There is some evidence that the original people of Komodo lived on Gunung Ara. Trees such as jackfruit, coconut and mango, as well as remains of ceramics on Gunung Ara suggest that people once inhabited that area several hundred years ago.
However, the people of Komodo village are thought to have settled there less than 100 years ago. There is a story that the settler of Komodo village were exiles from Bima.
Most people who live in the park are fishermen, but there are also merchants and teachers. Some people carve Komodo dragons for sale to the visitors.
TEMPERATURE AT KOMODO
Komodo dragons live in one of the driest area in Indonesia, where there are few permanent water sources.
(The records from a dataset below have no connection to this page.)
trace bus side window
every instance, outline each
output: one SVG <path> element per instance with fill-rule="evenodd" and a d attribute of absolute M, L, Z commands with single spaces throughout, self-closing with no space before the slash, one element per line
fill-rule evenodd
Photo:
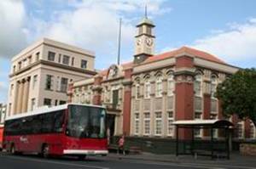
<path fill-rule="evenodd" d="M 62 124 L 64 122 L 64 115 L 65 115 L 65 110 L 59 110 L 55 113 L 53 132 L 62 132 Z"/>
<path fill-rule="evenodd" d="M 49 133 L 53 131 L 53 122 L 54 122 L 54 114 L 53 113 L 48 113 L 42 115 L 41 116 L 41 121 L 42 121 L 42 128 L 41 132 L 43 133 Z"/>

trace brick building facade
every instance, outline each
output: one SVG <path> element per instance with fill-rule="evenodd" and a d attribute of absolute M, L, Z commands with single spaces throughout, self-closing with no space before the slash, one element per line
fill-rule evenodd
<path fill-rule="evenodd" d="M 154 24 L 144 18 L 137 27 L 133 61 L 112 65 L 93 78 L 70 84 L 69 101 L 105 105 L 111 135 L 140 139 L 172 139 L 174 121 L 224 118 L 214 93 L 239 68 L 189 47 L 154 54 Z M 237 128 L 235 138 L 255 138 L 249 120 L 230 120 Z M 207 137 L 202 130 L 195 134 Z M 179 135 L 185 139 L 189 132 Z M 218 131 L 214 135 L 219 137 Z"/>

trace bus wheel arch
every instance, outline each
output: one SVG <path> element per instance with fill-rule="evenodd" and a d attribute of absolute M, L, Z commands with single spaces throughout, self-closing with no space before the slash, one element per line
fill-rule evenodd
<path fill-rule="evenodd" d="M 41 155 L 44 158 L 49 158 L 49 147 L 48 144 L 43 144 L 41 148 Z"/>
<path fill-rule="evenodd" d="M 15 155 L 15 154 L 16 154 L 16 149 L 15 149 L 15 143 L 11 143 L 11 144 L 10 144 L 10 146 L 9 146 L 9 152 L 10 152 L 12 155 Z"/>

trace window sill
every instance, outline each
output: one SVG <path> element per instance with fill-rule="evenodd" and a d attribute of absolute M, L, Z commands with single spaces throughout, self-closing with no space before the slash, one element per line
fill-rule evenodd
<path fill-rule="evenodd" d="M 53 89 L 49 89 L 49 88 L 44 88 L 44 90 L 47 90 L 47 91 L 51 91 L 51 92 L 53 92 Z"/>

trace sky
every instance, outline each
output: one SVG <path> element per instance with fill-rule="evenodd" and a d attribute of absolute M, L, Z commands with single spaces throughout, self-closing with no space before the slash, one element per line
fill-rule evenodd
<path fill-rule="evenodd" d="M 255 0 L 1 0 L 0 103 L 11 58 L 42 37 L 94 51 L 96 69 L 104 69 L 116 63 L 122 18 L 121 62 L 132 60 L 145 4 L 156 25 L 155 54 L 189 46 L 256 67 Z"/>

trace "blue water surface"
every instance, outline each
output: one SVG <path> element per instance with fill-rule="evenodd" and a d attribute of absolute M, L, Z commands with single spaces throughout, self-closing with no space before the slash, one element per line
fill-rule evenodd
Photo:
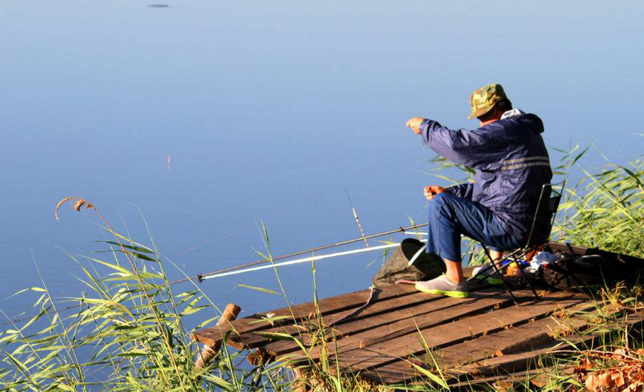
<path fill-rule="evenodd" d="M 570 143 L 618 163 L 643 150 L 641 1 L 166 1 L 0 5 L 10 316 L 37 293 L 5 299 L 43 286 L 37 267 L 73 297 L 86 288 L 65 252 L 110 260 L 96 214 L 65 206 L 55 220 L 67 196 L 149 246 L 140 209 L 189 275 L 258 258 L 262 221 L 276 255 L 359 236 L 345 190 L 367 234 L 422 221 L 422 188 L 448 183 L 405 122 L 475 127 L 469 94 L 489 83 L 543 119 L 553 156 Z M 589 151 L 584 165 L 603 164 Z M 320 262 L 320 296 L 368 287 L 381 261 Z M 310 265 L 280 275 L 293 301 L 312 298 Z M 201 287 L 243 314 L 284 304 L 239 284 L 279 290 L 271 270 Z"/>

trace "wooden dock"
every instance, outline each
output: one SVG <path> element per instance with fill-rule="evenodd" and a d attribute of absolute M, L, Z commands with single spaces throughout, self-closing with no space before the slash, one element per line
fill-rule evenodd
<path fill-rule="evenodd" d="M 469 289 L 469 298 L 461 299 L 393 284 L 256 313 L 192 337 L 216 347 L 227 335 L 230 346 L 249 350 L 254 364 L 305 367 L 324 358 L 330 369 L 377 384 L 426 382 L 428 371 L 440 369 L 458 388 L 524 381 L 529 369 L 548 366 L 553 350 L 592 344 L 607 333 L 584 333 L 597 321 L 583 312 L 597 311 L 598 303 L 582 293 L 541 290 L 535 301 L 529 290 L 518 290 L 517 306 L 502 287 L 477 283 Z M 616 328 L 644 321 L 644 312 L 626 316 L 624 309 L 609 306 L 602 311 L 618 315 Z"/>

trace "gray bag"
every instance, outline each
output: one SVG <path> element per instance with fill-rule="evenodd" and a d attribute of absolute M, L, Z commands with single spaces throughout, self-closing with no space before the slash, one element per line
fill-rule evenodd
<path fill-rule="evenodd" d="M 371 281 L 375 287 L 380 288 L 400 279 L 429 280 L 445 272 L 445 263 L 437 255 L 429 254 L 423 250 L 414 261 L 409 262 L 414 255 L 424 246 L 416 238 L 405 238 L 396 248 L 391 257 L 383 264 Z"/>

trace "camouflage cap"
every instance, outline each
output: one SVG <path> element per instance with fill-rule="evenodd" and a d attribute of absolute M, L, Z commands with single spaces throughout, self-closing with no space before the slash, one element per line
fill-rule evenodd
<path fill-rule="evenodd" d="M 469 120 L 482 116 L 492 110 L 495 104 L 507 99 L 505 91 L 500 84 L 492 83 L 481 87 L 470 96 Z"/>

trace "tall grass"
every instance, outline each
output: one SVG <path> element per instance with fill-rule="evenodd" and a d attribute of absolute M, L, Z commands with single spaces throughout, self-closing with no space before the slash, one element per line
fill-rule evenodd
<path fill-rule="evenodd" d="M 562 178 L 573 167 L 583 177 L 566 190 L 555 235 L 575 244 L 644 256 L 644 161 L 639 158 L 589 171 L 579 166 L 585 151 L 567 151 L 557 168 Z M 207 367 L 196 370 L 198 347 L 189 333 L 213 323 L 221 312 L 197 286 L 174 292 L 155 246 L 135 242 L 105 224 L 114 236 L 103 243 L 108 258 L 69 255 L 82 273 L 84 292 L 55 299 L 43 280 L 17 293 L 35 294 L 35 314 L 0 332 L 0 391 L 282 391 L 305 380 L 290 378 L 283 364 L 240 366 L 246 353 L 225 345 Z M 270 259 L 266 231 L 264 236 Z M 205 320 L 187 327 L 186 316 L 195 314 Z M 317 338 L 327 342 L 318 327 Z M 326 350 L 332 352 L 332 345 Z M 312 368 L 310 379 L 330 391 L 369 388 L 333 366 L 323 359 Z"/>

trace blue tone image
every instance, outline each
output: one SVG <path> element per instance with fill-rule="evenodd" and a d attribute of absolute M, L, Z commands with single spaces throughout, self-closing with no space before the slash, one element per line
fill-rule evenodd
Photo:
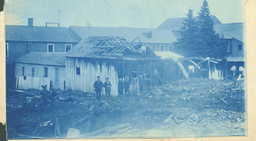
<path fill-rule="evenodd" d="M 247 136 L 241 0 L 9 0 L 8 139 Z"/>

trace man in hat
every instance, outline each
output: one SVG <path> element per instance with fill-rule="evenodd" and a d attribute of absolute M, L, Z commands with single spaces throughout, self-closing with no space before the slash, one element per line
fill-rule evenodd
<path fill-rule="evenodd" d="M 106 78 L 106 82 L 104 83 L 105 92 L 108 97 L 110 97 L 110 91 L 111 91 L 111 83 L 108 81 L 108 77 Z"/>
<path fill-rule="evenodd" d="M 96 91 L 96 99 L 100 100 L 103 83 L 100 81 L 100 76 L 97 76 L 97 79 L 98 80 L 94 82 L 93 86 L 94 86 L 95 91 Z"/>

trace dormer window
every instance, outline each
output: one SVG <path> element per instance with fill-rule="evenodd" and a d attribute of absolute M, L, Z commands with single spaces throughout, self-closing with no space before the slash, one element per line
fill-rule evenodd
<path fill-rule="evenodd" d="M 54 52 L 54 44 L 47 44 L 47 52 Z"/>
<path fill-rule="evenodd" d="M 72 48 L 72 44 L 65 44 L 65 52 L 68 52 Z"/>
<path fill-rule="evenodd" d="M 243 45 L 239 44 L 238 45 L 238 50 L 242 50 L 243 49 Z"/>
<path fill-rule="evenodd" d="M 9 57 L 9 44 L 5 43 L 6 57 Z"/>

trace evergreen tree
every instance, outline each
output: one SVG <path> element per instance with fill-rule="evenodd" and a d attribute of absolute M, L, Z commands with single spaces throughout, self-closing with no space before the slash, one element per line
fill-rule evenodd
<path fill-rule="evenodd" d="M 197 23 L 193 17 L 193 10 L 190 9 L 180 29 L 180 38 L 178 38 L 178 41 L 174 45 L 179 49 L 182 55 L 194 56 L 196 55 L 197 37 Z"/>
<path fill-rule="evenodd" d="M 198 13 L 198 46 L 202 51 L 202 57 L 223 57 L 226 53 L 224 38 L 215 33 L 214 22 L 210 14 L 207 0 L 203 1 L 203 5 Z"/>

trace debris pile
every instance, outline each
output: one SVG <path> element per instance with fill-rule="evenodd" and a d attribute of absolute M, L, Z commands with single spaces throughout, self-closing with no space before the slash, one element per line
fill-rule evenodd
<path fill-rule="evenodd" d="M 76 91 L 9 90 L 8 135 L 25 138 L 245 135 L 244 80 L 189 79 L 96 100 Z M 173 132 L 175 130 L 175 132 Z"/>

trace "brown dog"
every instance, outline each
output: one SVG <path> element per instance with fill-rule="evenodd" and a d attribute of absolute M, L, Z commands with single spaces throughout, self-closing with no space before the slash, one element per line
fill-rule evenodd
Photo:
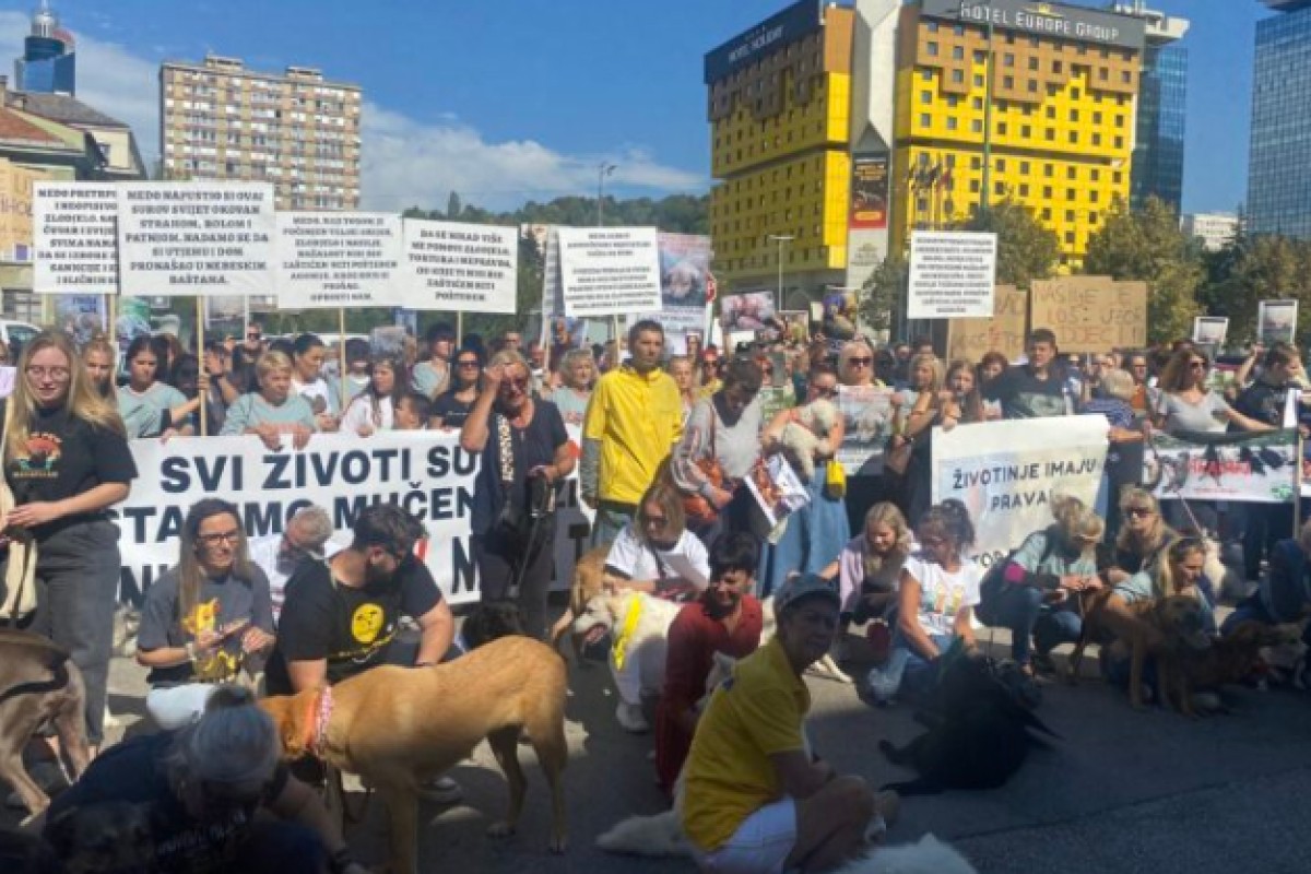
<path fill-rule="evenodd" d="M 0 629 L 0 780 L 35 816 L 50 798 L 22 764 L 31 736 L 50 722 L 68 759 L 72 780 L 87 769 L 90 753 L 83 729 L 87 692 L 68 651 L 41 634 Z"/>
<path fill-rule="evenodd" d="M 1129 702 L 1135 710 L 1143 706 L 1143 664 L 1148 655 L 1163 655 L 1156 660 L 1158 684 L 1169 689 L 1173 683 L 1176 651 L 1205 649 L 1210 638 L 1203 629 L 1201 594 L 1184 591 L 1162 599 L 1143 599 L 1126 604 L 1110 588 L 1083 596 L 1083 632 L 1070 655 L 1068 679 L 1075 683 L 1083 664 L 1083 651 L 1089 641 L 1118 638 L 1130 653 Z M 1114 609 L 1114 608 L 1118 608 Z M 1131 621 L 1117 621 L 1117 613 L 1131 616 Z M 1105 658 L 1105 654 L 1103 655 Z"/>
<path fill-rule="evenodd" d="M 379 791 L 391 811 L 392 870 L 414 874 L 420 782 L 459 764 L 484 738 L 510 784 L 509 814 L 488 833 L 511 835 L 519 822 L 523 732 L 551 785 L 551 849 L 564 852 L 565 683 L 564 659 L 545 643 L 503 637 L 444 664 L 376 667 L 329 691 L 260 705 L 273 715 L 288 759 L 317 755 Z"/>
<path fill-rule="evenodd" d="M 1167 694 L 1175 697 L 1179 712 L 1193 715 L 1193 689 L 1214 689 L 1231 683 L 1242 683 L 1261 662 L 1266 646 L 1283 646 L 1298 641 L 1302 629 L 1297 625 L 1264 625 L 1249 620 L 1239 622 L 1228 634 L 1217 638 L 1210 647 L 1175 654 L 1175 684 Z"/>
<path fill-rule="evenodd" d="M 606 558 L 608 556 L 610 544 L 606 544 L 587 552 L 574 563 L 574 580 L 569 587 L 569 608 L 551 626 L 552 647 L 560 647 L 560 638 L 569 632 L 574 620 L 587 611 L 587 601 L 600 595 L 600 590 L 606 586 Z M 574 656 L 577 658 L 582 650 L 582 638 L 572 634 L 569 639 L 573 642 Z"/>

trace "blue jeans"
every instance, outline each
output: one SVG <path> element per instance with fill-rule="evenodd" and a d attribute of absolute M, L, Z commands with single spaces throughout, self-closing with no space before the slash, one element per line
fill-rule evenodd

Different temperatures during the year in different habitats will influence the Komodo dragon's range. Rains falls mainly from December to March and less then 800mm per year.
The climate is strongly effected by monsoon winds and the amount of moisture they bring in. From April to October , dry southeast trade winds from Australia bring very little moisture to the area. From January to February, the northwest monsoon comes in from Asia. The wind brings moisture with it, but most of the moisture is dropped over west Indonesia before it reaches the park.
The highest annual temperature in the park is 43 degrees Celcius, the minimum is 17 degrees Celcius. November is the hottest month of the year. The hottest part of the day is at noon and just afterwards. Komodo dragons seek shade and rest when the temperature is too warm.
The highest humidity is in February at 86%. The lowest humidity is in October at 75%. Komodo dragons are less active in high humidity and in rain.
Traveling during the wet season preferable to see the green forest.